Since you mention it, I guess being a Texan probably is a 'state of mind' kind of thing.

Mostly, people who liked where they lived before coming here, and talk about it a lot, don't make friends with the 'locals' all that well, because they are perceived as wanting to change Texas to the place they left. The ones who stay usually stay because they understand and appreciate the humor, the 'tongue in cheek' exaggerations, and the steadfastness in keeping simple things simple. Of course, this is probably true of any southern or western state that has a predominantly rural type culture.

A 'furriner' who talks loud and long will eventually find himself talking to nobody but himself, or maybe even run afoul of some ******* who fails (or refuses) to understand that he really doesn't mean any harm. We have as many of them (per capita) as any other place, and even the more polite folks can achieve that level of unreasonableness, if provoked.
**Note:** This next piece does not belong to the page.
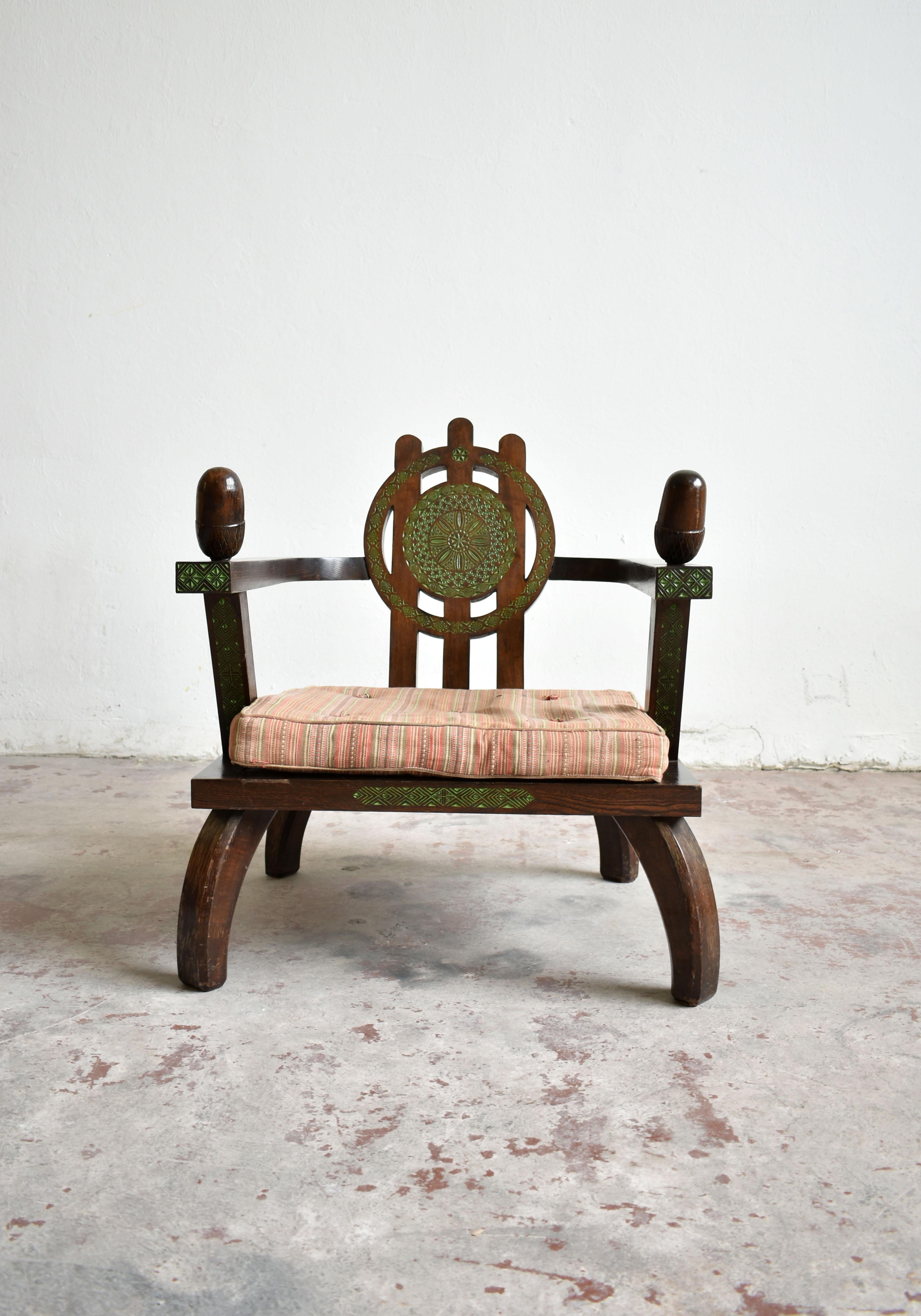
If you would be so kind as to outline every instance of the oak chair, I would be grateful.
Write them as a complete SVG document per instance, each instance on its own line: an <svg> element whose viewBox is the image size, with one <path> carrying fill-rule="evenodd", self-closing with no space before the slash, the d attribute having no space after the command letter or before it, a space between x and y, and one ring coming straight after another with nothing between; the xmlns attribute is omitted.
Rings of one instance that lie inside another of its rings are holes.
<svg viewBox="0 0 921 1316"><path fill-rule="evenodd" d="M441 470L446 483L422 494L422 476ZM474 472L497 476L497 497L474 480ZM475 446L470 421L454 420L443 447L424 453L418 438L404 434L397 440L393 474L368 512L363 557L234 561L243 544L243 491L233 471L205 471L197 490L196 533L209 561L178 562L176 592L204 595L222 754L192 778L192 808L211 812L192 850L182 894L180 979L199 991L222 986L234 905L259 841L267 833L270 876L296 873L312 809L570 813L595 817L600 873L607 882L633 882L642 863L668 938L672 996L685 1005L708 1000L717 988L720 929L707 863L685 821L700 816L700 786L678 759L691 601L712 596L710 567L688 566L704 537L705 497L704 482L695 471L676 471L667 480L655 522L655 546L664 565L557 557L553 520L526 472L522 440L505 434L497 450ZM418 509L414 516L413 509ZM526 516L535 532L528 572ZM388 565L382 536L389 519ZM464 541L463 551L454 551L454 530ZM472 575L460 594L453 580L464 565ZM466 690L470 642L495 632L496 690L521 690L525 611L546 580L614 582L647 594L646 711L668 737L662 779L507 776L484 783L483 778L472 782L234 765L229 757L232 722L257 699L247 591L292 580L368 579L391 609L391 687L416 686L417 636L422 630L443 640L443 687ZM443 617L420 607L420 591L443 600ZM471 615L471 600L493 591L495 608Z"/></svg>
Assimilation into any conservative, or really, _any_ 'rural' culture requires more listening than talking, until you have been accepted as a sensible person.


----------



## Thateus (Feb 12, 2015)

I hear ya.
One of the big issues with me was the two seasons. Warm & Hot.
And the racism I experience from the Hispanic coalition. If people think Whites are racist they ain't lived around too many Chicanos.
And plus it was difficult to get work from the White boss's who favored the across the border nationals as it where.
I just thought I'd never end up down there again, I had been there in the 1970's and didn't like it.
Anyway to each their own.


----------



## hillman (Jul 27, 2014)

Bisley said:


> Since you mention it, I guess being a Texan probably is a 'state of mind' kind of thing.
> 
> Mostly, people who liked where they lived before coming here, and talk about it a lot, don't make friends with the 'locals' all that well, because they are perceived as wanting to change Texas to the place they left. The ones who stay usually stay because they understand and appreciate the humor, the 'tongue in cheek' exaggerations, and the steadfastness in keeping simple things simple. Of course, this is probably true of any southern or western state that has a predominantly rural type culture.
> 
> ...


(Re the bolded text) That's the deal. It's how it works in Vermont, New Hampshire, North Carolina and East Texas. The other rural places I don't know about first hand.


----------



## hud35500 (May 8, 2010)

We need to keep this in mind when Chris Christie announces his bid for the Republican nomination. He's not what this country needs!


----------



## Thateus (Feb 12, 2015)

... and either is a Jeb Bush.
(but heaven forbid hilbill)


----------



## tony pasley (May 6, 2006)

around here the outsiders say" well that not how we did it back home" are reply "is then this is how we do it" don't like go home


----------



## desertman (Aug 29, 2013)

hud35500:


> We need to keep this in mind when Chris Christie announces his bid for the Republican nomination.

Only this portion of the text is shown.